In order to understand more complex models of adaptive learning, it is necessary to take a temporary step sideways away from the world of language learning. Businesses have long used analytics – the analysis of data to find meaningful patterns – in insurance, banking and marketing. With the exponential growth in computer processing power and memory capacity, businesses now have access to volumes of data of almost unimaginable size. This is known as ‘big data’ and has been described as ‘a revolution that will transform how we live, work and think’ (Mayer-Schönberger & Cukier, ‘Big Data’, 2013). Frequently cited examples of the potential of big data are the success of Amazon to analyze and predict buying patterns and the use of big data analysis in Barack Obama’s 2012 presidential re-election. Business commentators are all singing the same song on the subject. This will be looked at again in later posts. For the time being, it is enough to be aware of the main message. ‘The high-performing organisation of the future will be one that places great value on data and analytical exploration’ (The Economist Intelligence Unit, ‘In Search of Insight and Foresight: Getting more out of big data’ 2013, p.15). ‘Almost no sphere of business activity will remain untouched by this movement,’ (McAfee & Brynjolfsson, ‘Big Data: The Management Revolution’, Harvard Business Review (October 2012), p. 65).
With the growing bonds between business and education (another topic which will be explored later), it is unsurprising that language learning / teaching materials are rapidly going down the big data route. In comparison to what is now being developed for ELT, the data that is analyzed in the adaptive learning models I have described in an earlier post is very limited, and the algorithms used to shape the content are very simple.
The volume and variety of data and the speed of processing are now of an altogether different order.

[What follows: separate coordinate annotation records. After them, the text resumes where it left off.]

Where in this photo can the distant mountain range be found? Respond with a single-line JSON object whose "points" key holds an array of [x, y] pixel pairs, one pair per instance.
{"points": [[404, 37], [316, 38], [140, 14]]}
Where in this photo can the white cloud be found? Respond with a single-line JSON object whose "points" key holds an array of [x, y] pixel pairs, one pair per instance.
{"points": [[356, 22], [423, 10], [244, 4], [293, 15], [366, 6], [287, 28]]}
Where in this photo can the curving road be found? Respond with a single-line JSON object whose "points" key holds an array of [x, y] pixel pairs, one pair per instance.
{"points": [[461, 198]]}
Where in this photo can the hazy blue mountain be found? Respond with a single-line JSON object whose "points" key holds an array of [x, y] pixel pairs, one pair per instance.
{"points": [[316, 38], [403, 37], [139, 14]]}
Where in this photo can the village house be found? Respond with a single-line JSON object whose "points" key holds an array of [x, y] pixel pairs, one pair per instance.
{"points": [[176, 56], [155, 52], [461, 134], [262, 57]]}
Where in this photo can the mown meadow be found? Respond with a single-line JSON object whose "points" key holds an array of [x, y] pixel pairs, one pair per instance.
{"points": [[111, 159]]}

Jose Ferreira, CEO of Knewton, one of the biggest players in adaptive learning in ELT, spells out the kind of data that can be tapped:
At Knewton, we divide educational data into five types: one pertaining to student identity and onboarding, and four student activity-based data sets that have the potential to improve learning outcomes. They’re listed below in order of how difficult they are to attain:
1) Identity Data: Who are you? Are you allowed to use this application? What admin rights do you have? What district are you in? How about demographic info?
2) User Interaction Data: User interaction data includes engagement metrics, click rate, page views, bounce rate, etc. These metrics have long been the cornerstone of internet optimization for consumer web companies, which use them to improve user experience and retention. This is the easiest to collect of the data sets that affect student outcomes. Everyone who creates an online app can and should get this for themselves.
3) Inferred Content Data: How well does a piece of content “perform” across a group, or for any one subgroup, of students? What measurable student proficiency gains result when a certain type of student interacts with a certain piece of content? How well does a question actually assess what it intends to? Efficacy data on instructional materials isn’t easy to generate — it requires algorithmically normed assessment items. However it’s possible now for even small companies to “norm” small quantities of items. (Years ago, before we developed more sophisticated methods of norming items at scale, Knewton did so using Amazon’s “Mechanical Turk” service.)
4) System-Wide Data: Rosters, grades, disciplinary records, and attendance information are all examples of system-wide data. Assuming you have permission (e.g. you’re a teacher or principal), this information is easy to acquire locally for a class or school. But it isn’t very helpful at small scale because there is so little of it on a per-student basis. At very large scale it becomes more useful, and inferences that may help inform system-wide recommendations can be teased out.
5) Inferred Student Data: Exactly what concepts does a student know, at exactly what percentile of proficiency? Was an incorrect answer due to a lack of proficiency, or forgetfulness, or distraction, or a poorly worded question, or something else altogether? What is the probability that a student will pass next week’s quiz, and what can she do right this moment to increase it?
Software of this kind keeps complex personal profiles, with millions of variables per student, on as many students as necessary. The more student profiles (and therefore students) that can be compared, the more useful the data is. Big players in this field, such as Knewton, are aiming for student numbers in the tens to hundreds of millions. Once data volume of this order is achieved, the ‘analytics’, or the algorithms that convert data into ‘actionable insights’ (J. Spring, ‘Education Networks’ (New York: Routledge, 2012), p.55) become much more reliable.
 http://www.knewton.com/blog/knewton/from-jose/2013/07/18/big-data-in-education/ (last accessed 9 December 2013)